When I realized this, I stopped worrying about when I was going to get back into the writing habit. And low and behold, a week later I felt the itch coming back naturally. I opened up a second novel I’d started on a while back and added a few pages. I started scribbling down some blog post ideas. And now it looks like I’ll be slowly easing back into the habit.
I think that course of events– mental exhaustion, hiatus, guilt and continued resistance to writing, escape from guilt, and then finally the return of my creative itch– is very telling, especially the last two steps. I think if I had not convinced myself to drop the guilt, I’d still be wallowing in a creative dump today. But once I stopped thinking about the issue, letting it further drain me of energy, I built up the mental reserves I needed to not only be able to, but to want to write.
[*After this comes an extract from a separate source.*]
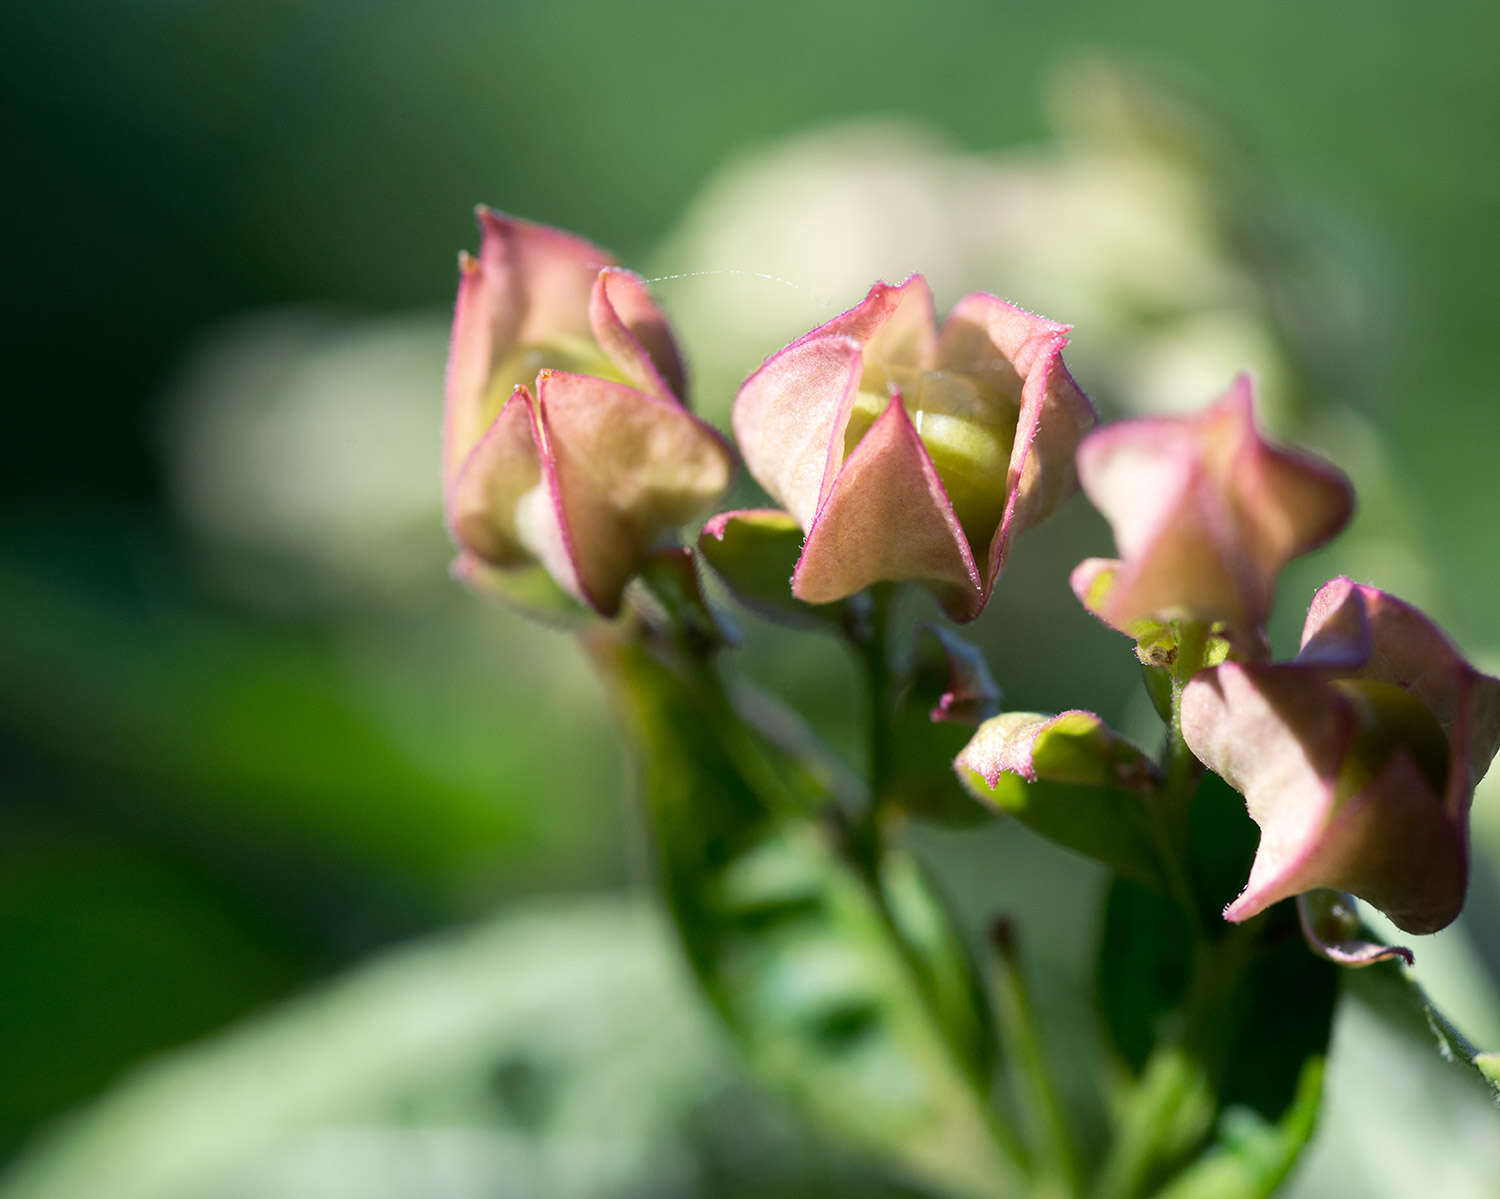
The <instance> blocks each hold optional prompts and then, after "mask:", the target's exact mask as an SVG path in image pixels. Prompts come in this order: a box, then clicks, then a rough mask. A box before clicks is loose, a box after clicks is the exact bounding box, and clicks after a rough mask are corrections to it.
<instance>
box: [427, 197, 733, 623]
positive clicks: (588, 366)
mask: <svg viewBox="0 0 1500 1199" xmlns="http://www.w3.org/2000/svg"><path fill="white" fill-rule="evenodd" d="M478 219H480V228H481V231H483V242H481V245H480V254H478V257H477V258H472V257H469V255H466V254H465V255H462V257H460V260H459V269H460V279H459V297H458V306H456V309H455V314H453V336H452V342H450V347H449V371H447V404H446V429H444V452H443V474H444V503H446V512H447V524H449V531H450V533H452V536H453V540H455V542H456V543H458V546H459V561H458V573H459V576H460V578H469V579H484V578H493V576H495V572H493V570H486V569H484V567H493V569H498V570H499V572H505V570H525V569H528V567H535V566H540V567H541V569H543V570H544V572H546V573H547V575H549V576H550V578H552V581H553V582H555V584H556V585H558V587H561V588H562V591H565V593H567V594H568V596H571V597H573V599H576V600H579V602H580V603H585V605H588V606H589V608H592V609H594V611H597V612H600V614H604V615H612V614H613V612H615V611H616V609H618V608H619V596H621V591H622V590H624V587H625V584H627V582H628V581H630V578H631V576H633V575H634V573H636V572H637V570H639V569H640V566H642V563H643V561H645V557H646V555H648V554H649V552H651V549H652V548H654V545H655V543H657V542H658V540H660V539H661V537H663V534H666V533H667V531H669V530H672V528H675V527H676V525H679V524H682V522H685V521H688V519H691V518H693V516H694V515H697V513H700V512H702V510H703V509H705V507H708V506H709V504H711V503H712V501H714V498H717V497H718V494H720V492H721V491H723V489H724V486H726V485H727V482H729V470H730V459H729V450H727V447H726V446H724V443H723V438H720V437H718V434H717V432H714V431H712V429H711V428H709V426H708V425H705V423H703V422H700V420H697V419H696V417H693V416H691V414H690V413H688V411H687V410H685V408H684V407H682V402H681V398H679V396H681V393H682V366H681V360H679V359H678V354H676V347H675V344H673V341H672V333H670V330H669V327H667V323H666V317H664V315H663V314H661V311H660V309H658V308H657V305H655V302H654V300H652V299H651V296H649V293H648V291H646V287H645V284H643V282H642V281H640V279H639V278H637V276H636V275H631V273H630V272H627V270H621V269H619V267H616V266H613V258H612V257H610V255H607V254H604V252H603V251H600V249H598V248H597V246H592V245H589V243H588V242H583V240H580V239H577V237H573V236H571V234H567V233H562V231H559V230H550V228H546V227H543V225H532V224H529V222H525V221H516V219H513V218H508V216H501V215H499V213H493V212H490V210H487V209H480V213H478Z"/></svg>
I’m not fully back up to speed yet, and I still plan to ease back into things so things don’t backfire and leave me feeling uncreative again. But I will crack my novel back open again and get on with the gargantuan task of prepping it for a quest for publication. And I’ll start updating with decent regularity again too, starting by finishing up my series on user interface, and then moving onto some thoughts about information consumption and the mass media.
I think my big takeaway from this though is that I’ve got my limits, just like everyone else, and I need to be aware of them. That includes being okay when I run up against them, and not view my need for a break as a sign of weakness, or as a failure to make use of the passion for writing that God has given me. For others out there who have struggled with the same sort of issues, what are your thoughts on breaks?